Consequently, local owners or licensees are legally required to register the commercial trade name of a resort or franchise restaurant under their own business entity, even though the core trademark inside that name belongs entirely to the foreign licensor.
A developer enters an HMA with a foreign hotel brand to position their resort property under the brand name “ABC Luxury”. The parties contractually agree to call the destination “ABC Luxury Island, Maldives”. Under local law, the developer must register “ABC Luxury Island, Maldives” as its own official trade/business name with the ministry, despite having zero proprietary ownership over the underlying “ABC Luxury” trademark.
Neither piece of legislation currently contains special cross-exemptions addressing this combined overlap.
Brand owners must ensure their legal agreements precisely restrict the scope of the trademark license relative to local business name registrations. Crucially, the contract must mandate the automatic and immediate deregistration of any local business or trade names containing the brand marks upon the expiration, termination, or default of the agreement.
Additional Regulatory Considerations
Local Entity Registration Triggers
Whether a brand owner faces direct registration triggers depends on the operational model:
- Pure Licensing / Franchise Model: If the brand simply licenses intellectual concepts and brand marks, a local registration trigger is generally not activated.
- Active Management Model (HMAs): If the brand actively manages or physically operates a resort, hotel, or food outlet on-site, it will likely qualify as an investor carrying out an active business under the Foreign Investment Act (Law No. 11/2024) and the Business Registration Act. This necessitates securing a 5-year foreign investment approval and incorporating a local entity.

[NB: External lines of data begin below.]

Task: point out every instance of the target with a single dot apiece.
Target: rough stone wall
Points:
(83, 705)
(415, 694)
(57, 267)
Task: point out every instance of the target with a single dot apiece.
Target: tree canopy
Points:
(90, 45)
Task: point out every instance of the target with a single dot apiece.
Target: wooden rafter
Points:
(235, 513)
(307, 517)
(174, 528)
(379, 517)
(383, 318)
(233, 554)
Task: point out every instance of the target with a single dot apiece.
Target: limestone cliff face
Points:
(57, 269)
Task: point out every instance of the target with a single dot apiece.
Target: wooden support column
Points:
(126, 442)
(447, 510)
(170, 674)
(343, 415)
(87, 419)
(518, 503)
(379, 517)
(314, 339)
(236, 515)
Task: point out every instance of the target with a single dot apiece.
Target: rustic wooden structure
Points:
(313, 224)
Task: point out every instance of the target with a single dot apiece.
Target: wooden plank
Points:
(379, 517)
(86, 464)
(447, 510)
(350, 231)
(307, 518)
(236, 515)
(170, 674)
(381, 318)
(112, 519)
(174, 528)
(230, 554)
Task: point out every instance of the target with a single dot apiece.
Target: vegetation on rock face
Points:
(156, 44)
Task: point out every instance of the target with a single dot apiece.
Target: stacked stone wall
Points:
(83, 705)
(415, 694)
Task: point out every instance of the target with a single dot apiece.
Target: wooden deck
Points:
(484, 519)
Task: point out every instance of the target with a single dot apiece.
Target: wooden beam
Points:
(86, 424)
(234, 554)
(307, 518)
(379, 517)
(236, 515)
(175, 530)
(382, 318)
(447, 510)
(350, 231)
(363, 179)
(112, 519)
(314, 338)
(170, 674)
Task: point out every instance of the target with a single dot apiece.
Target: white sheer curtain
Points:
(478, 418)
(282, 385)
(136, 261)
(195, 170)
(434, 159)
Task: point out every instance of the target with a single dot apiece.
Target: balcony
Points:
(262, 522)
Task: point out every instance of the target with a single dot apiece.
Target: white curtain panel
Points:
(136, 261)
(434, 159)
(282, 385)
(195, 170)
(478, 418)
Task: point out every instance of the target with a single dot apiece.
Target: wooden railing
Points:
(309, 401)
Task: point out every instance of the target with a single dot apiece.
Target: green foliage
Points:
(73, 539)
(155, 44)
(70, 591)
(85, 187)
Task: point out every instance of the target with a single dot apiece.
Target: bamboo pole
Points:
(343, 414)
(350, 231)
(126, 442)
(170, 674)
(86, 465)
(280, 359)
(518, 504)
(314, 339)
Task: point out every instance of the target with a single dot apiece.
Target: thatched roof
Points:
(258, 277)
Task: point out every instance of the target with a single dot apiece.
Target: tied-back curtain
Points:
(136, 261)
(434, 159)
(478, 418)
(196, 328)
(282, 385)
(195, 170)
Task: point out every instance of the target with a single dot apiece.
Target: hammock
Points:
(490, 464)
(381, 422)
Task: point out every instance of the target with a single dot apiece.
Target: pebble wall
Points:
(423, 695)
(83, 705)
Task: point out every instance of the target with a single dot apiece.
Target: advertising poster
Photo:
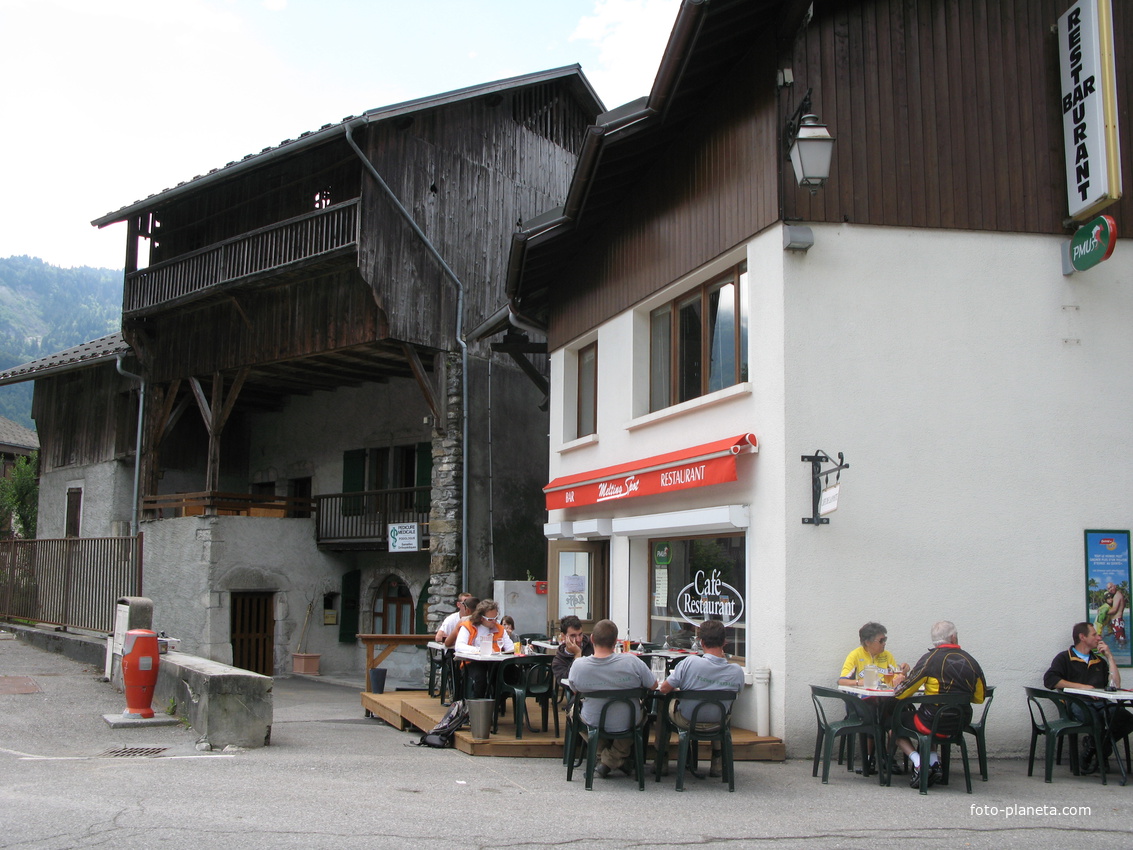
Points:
(1107, 588)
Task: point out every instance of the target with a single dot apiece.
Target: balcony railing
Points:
(307, 237)
(226, 504)
(74, 583)
(366, 516)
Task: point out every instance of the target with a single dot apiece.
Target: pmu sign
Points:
(1093, 243)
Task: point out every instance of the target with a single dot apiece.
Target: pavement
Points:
(333, 778)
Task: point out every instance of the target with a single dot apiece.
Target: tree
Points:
(19, 495)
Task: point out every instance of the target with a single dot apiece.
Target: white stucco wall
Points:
(980, 399)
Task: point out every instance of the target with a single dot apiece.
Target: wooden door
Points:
(253, 631)
(578, 579)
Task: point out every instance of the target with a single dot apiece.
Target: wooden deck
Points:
(417, 710)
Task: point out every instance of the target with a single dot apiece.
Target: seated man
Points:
(574, 645)
(1089, 664)
(608, 671)
(944, 669)
(710, 671)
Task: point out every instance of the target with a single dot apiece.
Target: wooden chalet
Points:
(295, 324)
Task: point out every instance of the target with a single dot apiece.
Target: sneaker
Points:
(935, 773)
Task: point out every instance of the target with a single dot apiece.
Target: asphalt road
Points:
(334, 779)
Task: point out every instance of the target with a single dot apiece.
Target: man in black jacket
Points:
(1090, 665)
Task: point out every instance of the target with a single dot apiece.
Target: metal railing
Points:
(73, 583)
(304, 237)
(367, 515)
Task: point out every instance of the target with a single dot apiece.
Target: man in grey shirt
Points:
(606, 670)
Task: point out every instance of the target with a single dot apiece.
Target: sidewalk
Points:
(333, 778)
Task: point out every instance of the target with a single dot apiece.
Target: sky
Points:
(105, 102)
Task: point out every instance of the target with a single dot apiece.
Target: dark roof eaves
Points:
(329, 132)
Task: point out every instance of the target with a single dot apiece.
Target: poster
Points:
(1107, 588)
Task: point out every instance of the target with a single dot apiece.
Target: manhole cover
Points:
(133, 753)
(18, 685)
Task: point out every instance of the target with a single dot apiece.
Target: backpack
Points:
(442, 733)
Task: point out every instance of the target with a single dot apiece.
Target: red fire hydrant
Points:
(139, 671)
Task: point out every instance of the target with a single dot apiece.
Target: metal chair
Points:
(860, 719)
(952, 716)
(710, 705)
(630, 699)
(976, 728)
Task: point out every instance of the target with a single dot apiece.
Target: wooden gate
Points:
(253, 628)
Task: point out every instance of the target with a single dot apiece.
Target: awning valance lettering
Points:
(693, 467)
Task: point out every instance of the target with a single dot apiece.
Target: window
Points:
(693, 579)
(698, 343)
(587, 406)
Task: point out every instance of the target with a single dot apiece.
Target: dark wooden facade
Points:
(946, 115)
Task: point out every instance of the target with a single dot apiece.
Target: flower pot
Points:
(305, 663)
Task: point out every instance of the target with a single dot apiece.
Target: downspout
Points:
(460, 340)
(137, 445)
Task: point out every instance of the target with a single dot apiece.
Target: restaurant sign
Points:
(1093, 243)
(707, 597)
(1089, 108)
(695, 467)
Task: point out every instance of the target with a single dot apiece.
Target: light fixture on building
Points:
(810, 146)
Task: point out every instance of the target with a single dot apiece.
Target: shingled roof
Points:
(104, 348)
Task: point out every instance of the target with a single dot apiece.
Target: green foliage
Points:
(19, 495)
(44, 309)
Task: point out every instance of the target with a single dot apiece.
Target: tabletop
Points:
(1122, 695)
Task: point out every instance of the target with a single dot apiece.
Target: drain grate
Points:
(133, 753)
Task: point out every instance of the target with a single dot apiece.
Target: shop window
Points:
(587, 404)
(393, 608)
(693, 579)
(698, 342)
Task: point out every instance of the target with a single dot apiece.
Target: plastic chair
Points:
(1053, 721)
(712, 704)
(977, 729)
(860, 719)
(952, 716)
(520, 679)
(632, 699)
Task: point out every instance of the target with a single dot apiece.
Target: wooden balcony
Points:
(316, 236)
(361, 520)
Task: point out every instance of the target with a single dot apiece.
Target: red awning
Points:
(696, 467)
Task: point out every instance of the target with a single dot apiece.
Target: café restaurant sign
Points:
(695, 467)
(707, 597)
(1089, 108)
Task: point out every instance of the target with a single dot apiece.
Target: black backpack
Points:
(441, 734)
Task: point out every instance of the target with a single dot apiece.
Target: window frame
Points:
(674, 357)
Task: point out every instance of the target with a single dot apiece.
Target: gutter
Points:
(460, 334)
(137, 445)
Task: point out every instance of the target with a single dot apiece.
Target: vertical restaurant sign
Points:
(1089, 108)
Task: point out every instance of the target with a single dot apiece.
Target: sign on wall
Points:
(1089, 108)
(405, 537)
(1107, 588)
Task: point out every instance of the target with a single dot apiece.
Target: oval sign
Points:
(708, 597)
(1093, 243)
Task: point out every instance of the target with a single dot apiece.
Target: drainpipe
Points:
(460, 339)
(137, 445)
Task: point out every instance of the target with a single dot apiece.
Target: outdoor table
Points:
(1114, 697)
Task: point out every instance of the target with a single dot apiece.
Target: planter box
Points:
(305, 663)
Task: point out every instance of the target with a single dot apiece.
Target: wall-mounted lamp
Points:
(810, 146)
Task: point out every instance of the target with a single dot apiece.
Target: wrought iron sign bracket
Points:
(817, 477)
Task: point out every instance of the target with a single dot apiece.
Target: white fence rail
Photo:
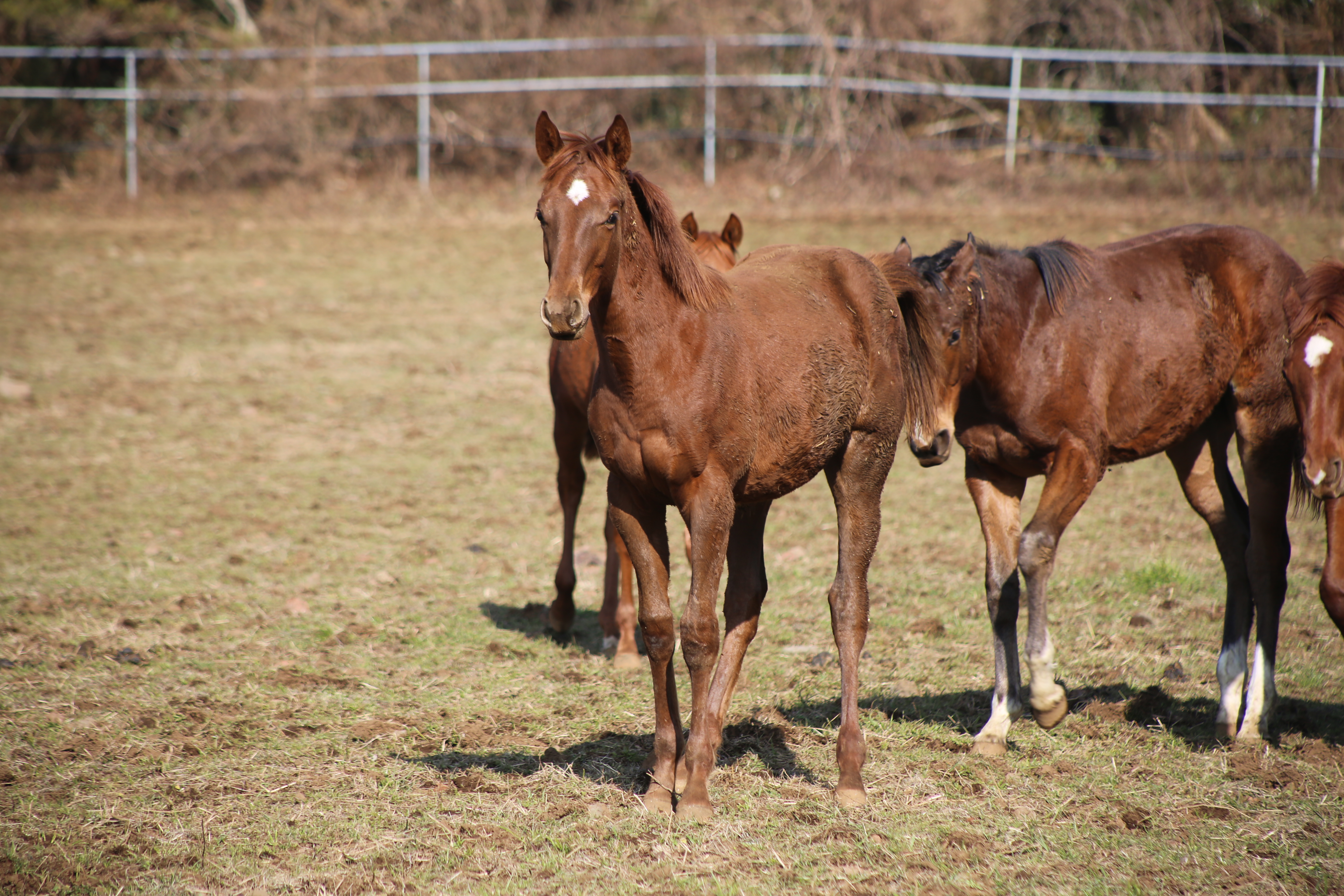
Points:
(710, 81)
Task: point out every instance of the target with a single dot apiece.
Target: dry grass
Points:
(272, 523)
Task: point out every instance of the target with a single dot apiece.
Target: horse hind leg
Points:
(998, 499)
(617, 616)
(857, 483)
(1333, 571)
(1268, 471)
(1072, 479)
(1201, 464)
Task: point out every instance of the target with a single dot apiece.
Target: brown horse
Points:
(717, 250)
(718, 394)
(573, 366)
(1315, 371)
(1060, 362)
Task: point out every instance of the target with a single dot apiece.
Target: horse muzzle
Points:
(565, 319)
(1327, 481)
(935, 452)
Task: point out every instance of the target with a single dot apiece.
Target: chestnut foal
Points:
(573, 366)
(1315, 370)
(718, 394)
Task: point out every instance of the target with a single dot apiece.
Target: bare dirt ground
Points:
(277, 516)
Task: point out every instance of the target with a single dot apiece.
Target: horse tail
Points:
(1303, 499)
(923, 340)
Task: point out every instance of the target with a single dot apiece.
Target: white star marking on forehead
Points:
(1318, 348)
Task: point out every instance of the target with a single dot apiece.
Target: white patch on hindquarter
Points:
(1318, 348)
(578, 193)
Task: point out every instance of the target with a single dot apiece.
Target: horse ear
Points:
(619, 143)
(733, 232)
(963, 264)
(548, 139)
(902, 253)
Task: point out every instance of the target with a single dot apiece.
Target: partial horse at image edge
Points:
(1022, 342)
(1315, 371)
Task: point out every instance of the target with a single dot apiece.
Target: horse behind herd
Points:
(717, 389)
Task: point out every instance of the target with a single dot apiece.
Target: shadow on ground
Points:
(617, 760)
(532, 620)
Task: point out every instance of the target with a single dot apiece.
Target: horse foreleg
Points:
(742, 601)
(1073, 476)
(617, 616)
(1333, 571)
(857, 487)
(1268, 471)
(1201, 464)
(709, 515)
(998, 498)
(570, 436)
(643, 527)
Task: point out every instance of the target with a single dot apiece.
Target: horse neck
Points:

Sector-Specific Ministry Approvals
For management companies executing an HMA with a local developer, the parties must secure the Ministry of Tourism and Civil Aviation’s prior consent before executing the HMA. Once this primary approval clears, the management firm can proceed to incorporate its local entity, execute the HMA, and formally register the final agreement at the Ministry.
Brand owners must conduct exhaustive due diligence to verify that local counterparts hold or are fully capable of securing all requisite operational licenses needed to run the property and deploy the brand legally in Maldivian territory.